We use the function \(\mathsf{laplace()}\) contained in the \(\mathsf{LearnBayes}\) package for computing the posterior modes, the posterior standard deviations and the log-marginal likelihoods, \(\log(m(y))\).

#posterior modes, posterior standard deviations and the log-marginal likelihoods by using laplace function
datapar <- list(data=y, par=c(4.57, 1.43))
fit1 <- laplace(logpoissongamma, .5, datapar)
datapar <- list(data=y, par=c(1, .5))
fit2 <- laplace(logpoissonnormal, .5, datapar)
datapar <- list(data=y, par=c(2, .5))
fit3 <- laplace(logpoissonnormal, .5, datapar)
datapar <- list(data=y, par=c(1, 2))
fit4 <- laplace(logpoissonnormal, .5, datapar)

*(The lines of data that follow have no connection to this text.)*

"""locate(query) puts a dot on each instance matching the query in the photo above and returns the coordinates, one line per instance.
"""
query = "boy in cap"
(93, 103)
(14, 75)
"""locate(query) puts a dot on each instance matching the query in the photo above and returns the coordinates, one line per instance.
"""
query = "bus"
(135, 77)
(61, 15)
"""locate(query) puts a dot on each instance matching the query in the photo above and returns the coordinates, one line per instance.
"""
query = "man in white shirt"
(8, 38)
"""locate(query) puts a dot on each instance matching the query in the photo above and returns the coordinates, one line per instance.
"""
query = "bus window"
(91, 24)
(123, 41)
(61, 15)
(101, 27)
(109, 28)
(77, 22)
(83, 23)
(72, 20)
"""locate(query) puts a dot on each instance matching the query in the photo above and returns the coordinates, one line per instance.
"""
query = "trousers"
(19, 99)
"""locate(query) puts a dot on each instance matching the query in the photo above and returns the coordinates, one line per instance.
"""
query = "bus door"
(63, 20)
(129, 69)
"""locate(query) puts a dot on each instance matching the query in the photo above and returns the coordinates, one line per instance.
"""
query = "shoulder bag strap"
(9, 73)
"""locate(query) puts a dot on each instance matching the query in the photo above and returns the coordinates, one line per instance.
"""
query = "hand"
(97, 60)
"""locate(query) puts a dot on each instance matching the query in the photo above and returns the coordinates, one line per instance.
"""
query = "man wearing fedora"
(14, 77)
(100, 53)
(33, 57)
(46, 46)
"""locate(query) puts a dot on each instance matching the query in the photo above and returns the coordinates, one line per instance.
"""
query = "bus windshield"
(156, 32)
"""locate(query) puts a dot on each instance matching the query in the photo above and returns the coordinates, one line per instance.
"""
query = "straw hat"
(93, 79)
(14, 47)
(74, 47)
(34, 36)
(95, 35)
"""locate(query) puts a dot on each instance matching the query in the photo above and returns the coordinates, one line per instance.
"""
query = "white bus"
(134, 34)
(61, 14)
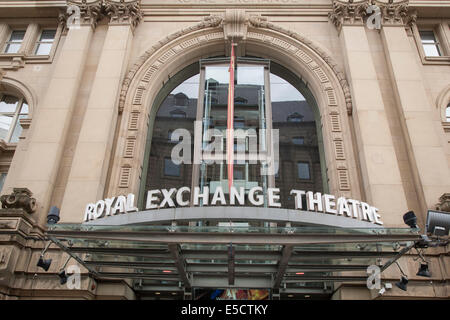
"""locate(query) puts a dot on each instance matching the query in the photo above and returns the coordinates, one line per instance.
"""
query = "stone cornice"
(120, 12)
(393, 12)
(348, 12)
(123, 12)
(255, 21)
(90, 11)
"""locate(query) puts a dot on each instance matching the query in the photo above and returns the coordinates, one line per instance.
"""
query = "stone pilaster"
(380, 172)
(86, 182)
(425, 148)
(123, 12)
(90, 12)
(4, 31)
(36, 163)
(348, 12)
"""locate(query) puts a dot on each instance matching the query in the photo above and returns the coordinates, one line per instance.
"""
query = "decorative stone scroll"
(393, 12)
(90, 11)
(235, 25)
(354, 12)
(20, 198)
(348, 12)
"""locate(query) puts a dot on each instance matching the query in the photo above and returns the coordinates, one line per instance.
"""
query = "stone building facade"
(81, 82)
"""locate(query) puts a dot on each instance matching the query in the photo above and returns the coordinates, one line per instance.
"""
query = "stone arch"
(307, 60)
(19, 87)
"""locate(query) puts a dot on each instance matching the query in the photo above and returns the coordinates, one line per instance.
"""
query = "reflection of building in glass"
(299, 158)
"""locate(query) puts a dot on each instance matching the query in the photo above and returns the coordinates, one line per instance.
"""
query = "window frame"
(438, 29)
(8, 42)
(16, 115)
(436, 43)
(309, 169)
(38, 41)
(32, 36)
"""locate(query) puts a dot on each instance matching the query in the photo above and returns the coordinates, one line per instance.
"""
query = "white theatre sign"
(163, 198)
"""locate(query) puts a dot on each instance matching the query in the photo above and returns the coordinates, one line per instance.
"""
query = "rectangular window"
(430, 44)
(239, 172)
(171, 169)
(2, 180)
(15, 41)
(303, 170)
(44, 45)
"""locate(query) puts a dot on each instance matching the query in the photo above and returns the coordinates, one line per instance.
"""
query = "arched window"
(12, 109)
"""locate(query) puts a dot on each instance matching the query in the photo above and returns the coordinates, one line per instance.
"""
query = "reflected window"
(181, 99)
(295, 117)
(12, 109)
(170, 116)
(15, 41)
(178, 114)
(430, 43)
(288, 110)
(170, 168)
(303, 170)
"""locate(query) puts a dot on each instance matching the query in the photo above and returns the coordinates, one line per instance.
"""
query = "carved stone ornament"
(20, 198)
(90, 12)
(124, 12)
(351, 12)
(235, 25)
(348, 12)
(393, 12)
(444, 203)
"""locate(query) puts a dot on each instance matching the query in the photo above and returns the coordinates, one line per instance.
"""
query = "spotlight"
(438, 223)
(410, 219)
(62, 277)
(53, 215)
(44, 263)
(423, 270)
(402, 283)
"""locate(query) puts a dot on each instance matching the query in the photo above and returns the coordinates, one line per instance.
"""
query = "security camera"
(53, 215)
(438, 223)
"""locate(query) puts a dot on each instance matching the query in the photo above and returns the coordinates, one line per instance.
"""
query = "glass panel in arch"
(249, 118)
(177, 111)
(299, 162)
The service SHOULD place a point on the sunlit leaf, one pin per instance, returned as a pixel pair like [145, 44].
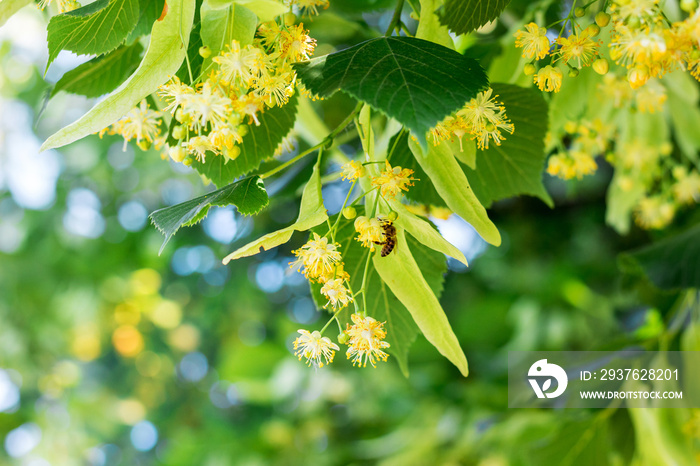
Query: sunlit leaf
[248, 195]
[10, 7]
[311, 213]
[414, 81]
[452, 186]
[516, 166]
[164, 55]
[101, 75]
[94, 29]
[463, 16]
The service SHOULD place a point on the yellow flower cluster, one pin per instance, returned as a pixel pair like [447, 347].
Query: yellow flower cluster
[370, 231]
[393, 180]
[483, 118]
[366, 341]
[588, 139]
[648, 45]
[142, 124]
[213, 115]
[315, 348]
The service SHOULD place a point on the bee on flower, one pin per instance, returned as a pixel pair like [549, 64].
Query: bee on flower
[318, 350]
[393, 180]
[366, 341]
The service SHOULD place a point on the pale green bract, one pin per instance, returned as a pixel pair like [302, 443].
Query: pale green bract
[164, 56]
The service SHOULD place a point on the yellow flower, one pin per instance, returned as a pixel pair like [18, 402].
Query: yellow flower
[336, 293]
[579, 48]
[366, 341]
[441, 213]
[392, 181]
[174, 93]
[370, 230]
[317, 256]
[141, 123]
[574, 164]
[549, 79]
[534, 40]
[296, 44]
[198, 146]
[239, 66]
[353, 170]
[485, 118]
[654, 212]
[315, 348]
[207, 106]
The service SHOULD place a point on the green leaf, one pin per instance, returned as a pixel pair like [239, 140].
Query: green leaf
[101, 75]
[10, 7]
[404, 277]
[97, 28]
[149, 12]
[516, 166]
[412, 80]
[463, 16]
[259, 144]
[163, 57]
[429, 27]
[248, 195]
[361, 6]
[311, 213]
[451, 184]
[382, 303]
[220, 26]
[671, 263]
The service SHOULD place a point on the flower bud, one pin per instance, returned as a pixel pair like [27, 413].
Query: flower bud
[593, 30]
[205, 51]
[349, 213]
[601, 66]
[177, 153]
[602, 19]
[179, 132]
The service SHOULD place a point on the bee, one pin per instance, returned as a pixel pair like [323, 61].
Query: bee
[389, 242]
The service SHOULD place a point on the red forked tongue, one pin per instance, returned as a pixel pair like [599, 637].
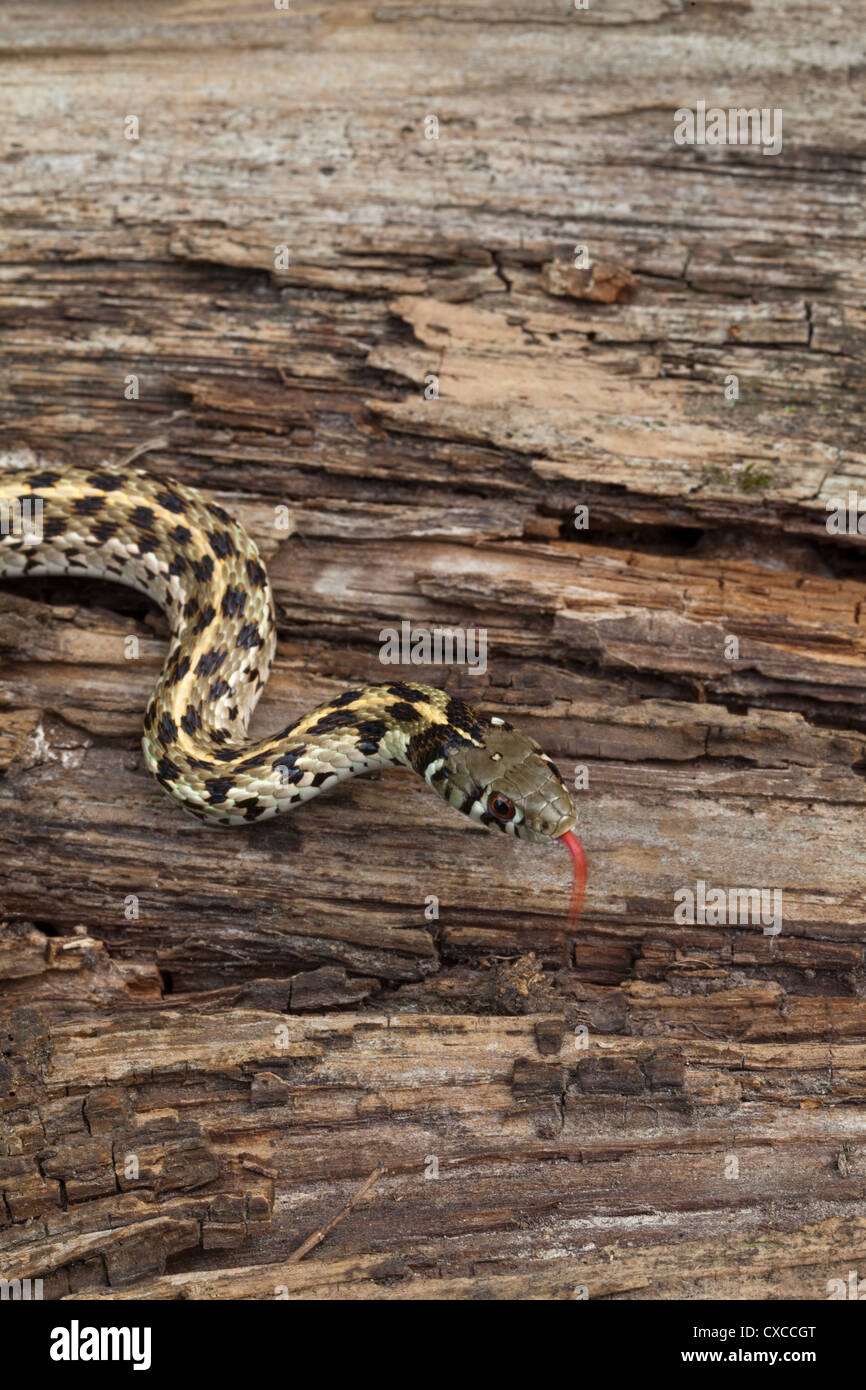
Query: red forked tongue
[576, 849]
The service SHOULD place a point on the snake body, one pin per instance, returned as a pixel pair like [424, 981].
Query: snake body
[202, 567]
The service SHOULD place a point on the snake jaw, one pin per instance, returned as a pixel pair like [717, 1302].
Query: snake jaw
[576, 849]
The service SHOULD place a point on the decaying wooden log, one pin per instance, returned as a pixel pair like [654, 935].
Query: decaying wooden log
[270, 1065]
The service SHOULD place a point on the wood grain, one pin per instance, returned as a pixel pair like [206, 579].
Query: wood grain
[209, 1043]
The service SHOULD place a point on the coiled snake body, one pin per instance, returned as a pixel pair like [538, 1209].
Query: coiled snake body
[205, 571]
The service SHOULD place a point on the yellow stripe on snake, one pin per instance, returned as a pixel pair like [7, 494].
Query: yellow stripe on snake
[205, 571]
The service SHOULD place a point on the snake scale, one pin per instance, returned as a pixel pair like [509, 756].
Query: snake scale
[202, 567]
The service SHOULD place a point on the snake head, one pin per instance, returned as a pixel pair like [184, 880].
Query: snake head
[506, 781]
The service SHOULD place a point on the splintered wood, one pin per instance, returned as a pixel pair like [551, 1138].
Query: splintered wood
[531, 369]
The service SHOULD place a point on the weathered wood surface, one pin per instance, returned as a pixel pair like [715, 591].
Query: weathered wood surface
[281, 1018]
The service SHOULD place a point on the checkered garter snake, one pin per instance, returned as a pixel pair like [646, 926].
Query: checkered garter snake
[199, 566]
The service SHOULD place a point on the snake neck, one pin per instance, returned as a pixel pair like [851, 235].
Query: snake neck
[192, 559]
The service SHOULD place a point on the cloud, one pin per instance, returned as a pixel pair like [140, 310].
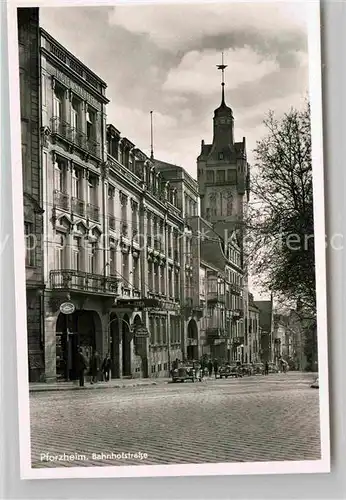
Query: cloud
[197, 73]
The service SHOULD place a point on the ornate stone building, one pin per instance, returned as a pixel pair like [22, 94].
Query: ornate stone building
[73, 118]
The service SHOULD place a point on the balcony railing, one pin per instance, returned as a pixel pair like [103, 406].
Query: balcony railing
[216, 333]
[93, 212]
[70, 279]
[214, 297]
[66, 131]
[78, 207]
[61, 199]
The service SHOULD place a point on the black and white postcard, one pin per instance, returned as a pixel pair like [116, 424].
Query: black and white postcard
[167, 169]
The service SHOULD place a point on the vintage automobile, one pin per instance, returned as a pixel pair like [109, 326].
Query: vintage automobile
[258, 369]
[247, 369]
[228, 370]
[186, 372]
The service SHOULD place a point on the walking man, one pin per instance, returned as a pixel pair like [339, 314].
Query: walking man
[106, 367]
[81, 366]
[216, 367]
[94, 367]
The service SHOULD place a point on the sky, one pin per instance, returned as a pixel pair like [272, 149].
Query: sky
[163, 58]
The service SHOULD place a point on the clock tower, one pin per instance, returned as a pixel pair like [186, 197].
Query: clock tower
[223, 172]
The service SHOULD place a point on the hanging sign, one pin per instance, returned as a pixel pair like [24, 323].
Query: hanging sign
[67, 308]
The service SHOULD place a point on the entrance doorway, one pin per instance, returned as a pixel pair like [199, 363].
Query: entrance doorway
[115, 345]
[126, 346]
[74, 331]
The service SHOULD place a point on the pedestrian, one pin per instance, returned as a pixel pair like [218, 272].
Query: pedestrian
[266, 368]
[210, 368]
[216, 367]
[81, 366]
[106, 367]
[94, 367]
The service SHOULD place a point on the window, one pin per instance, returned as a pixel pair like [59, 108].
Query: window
[30, 245]
[59, 176]
[92, 190]
[91, 119]
[111, 193]
[125, 270]
[60, 251]
[152, 330]
[220, 176]
[136, 273]
[210, 176]
[76, 184]
[93, 259]
[57, 103]
[157, 278]
[76, 254]
[170, 282]
[163, 284]
[75, 114]
[150, 276]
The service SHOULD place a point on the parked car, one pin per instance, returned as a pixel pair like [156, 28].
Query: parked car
[315, 384]
[258, 369]
[229, 370]
[247, 369]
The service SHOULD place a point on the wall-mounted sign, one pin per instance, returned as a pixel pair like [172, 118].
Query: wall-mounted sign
[141, 331]
[67, 308]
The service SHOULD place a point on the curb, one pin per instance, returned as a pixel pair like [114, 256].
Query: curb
[91, 387]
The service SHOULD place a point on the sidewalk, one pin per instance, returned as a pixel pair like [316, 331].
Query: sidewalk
[112, 384]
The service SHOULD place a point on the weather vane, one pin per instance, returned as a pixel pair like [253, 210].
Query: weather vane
[222, 66]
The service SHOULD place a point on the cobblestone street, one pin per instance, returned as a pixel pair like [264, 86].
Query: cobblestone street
[250, 419]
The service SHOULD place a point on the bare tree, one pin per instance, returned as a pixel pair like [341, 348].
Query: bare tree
[281, 221]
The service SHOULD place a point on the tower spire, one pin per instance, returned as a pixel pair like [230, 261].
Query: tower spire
[222, 66]
[151, 137]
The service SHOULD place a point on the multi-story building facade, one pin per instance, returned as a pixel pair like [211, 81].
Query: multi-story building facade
[266, 323]
[73, 117]
[146, 230]
[254, 332]
[28, 40]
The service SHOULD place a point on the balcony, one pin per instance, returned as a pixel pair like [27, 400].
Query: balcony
[216, 333]
[64, 130]
[93, 212]
[61, 200]
[214, 298]
[78, 207]
[70, 279]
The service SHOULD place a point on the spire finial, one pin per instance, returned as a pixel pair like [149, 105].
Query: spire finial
[222, 66]
[151, 136]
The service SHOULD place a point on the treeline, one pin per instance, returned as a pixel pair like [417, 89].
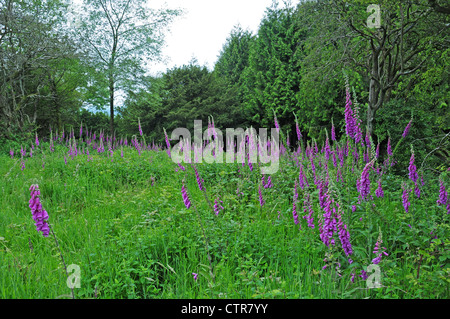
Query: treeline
[393, 57]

postmode <- c(fit1$mode, fit2$mode, fit3$mode, fit4$mode )
postsds <- sqrt(c(fit1$var, fit2$var, fit3$var, fit4$var))
logmarg <- c(fit1$int, fit2$int, fit3$int, fit4$int)
cbind(postmode, postsds, logmarg)
##       postmode   postsds   logmarg
## [1,] 0.5248047 0.1274414 -1.502977
## [2,] 0.5207825 0.1260712 -1.255171
## [3,] 0.5825195 0.1224723 -5.076316
## [4,] 0.4899414 0.1320165 -2.137216

Now we may compute the Bayes factors, for instance:

\[BF_{21}=m_{2}(y)/m_{1}(y)=\exp\{-1.255171+1.502877 \}= 1.281,\] which means that Prior 2 is 1.28 times more preferable than Prior 1. This makes sense: if we look at the first plot, Prior 2 was slightly closer to the likelihood.

# bayes factors
BF_matrix <- matrix(1, 4,4)
for (i in 1:3){
  for (j in 2:4){
   BF_matrix[i,j]<- exp(logmarg[i]-logmarg[j])
   BF_matrix[j,i]=(1/BF_matrix[i,j]) 
  }
}

round_bf <- round(BF_matrix,3)
round_bf
##       [,1]  [,2]   [,3]  [,4]
## [1,] 1.000 0.781 35.635 1.886
## [2,] 1.281 1.000 45.656 2.416
## [3,] 0.028 0.022  1.000 0.053
## [4,] 0.530 0.414 18.899 1.000

Every prior is favored over Prior 3, wich is the prior with the greatest likelihood conflict. Prior 2 is always favored over the other priors. Generally, the marginal probability for a prior decreases as the prior density becomes more diffuse.

Exercise 8 Simulate a sample of size \(n=14\) from a Bernoulli distribution parameter \(p=0.5\).

  • Looking at the \(\mathsf{Stan}\) code for the other models, write a short \(\mathsf{Stan}\) Beta-Binomial model, where \(p\) has a \(\mathsf{Beta}(a,b)\) prior with \(a=3\), \(b=3\).

  • extract the posterior distribution with the function \(\mathsf{extract()}\);

  • produce some plots with the \(\mathsf{bayesplot}\) package and comment.

  • compute analitically the posterior distribution and compare it with the \(\mathsf{Stan}\) distribution.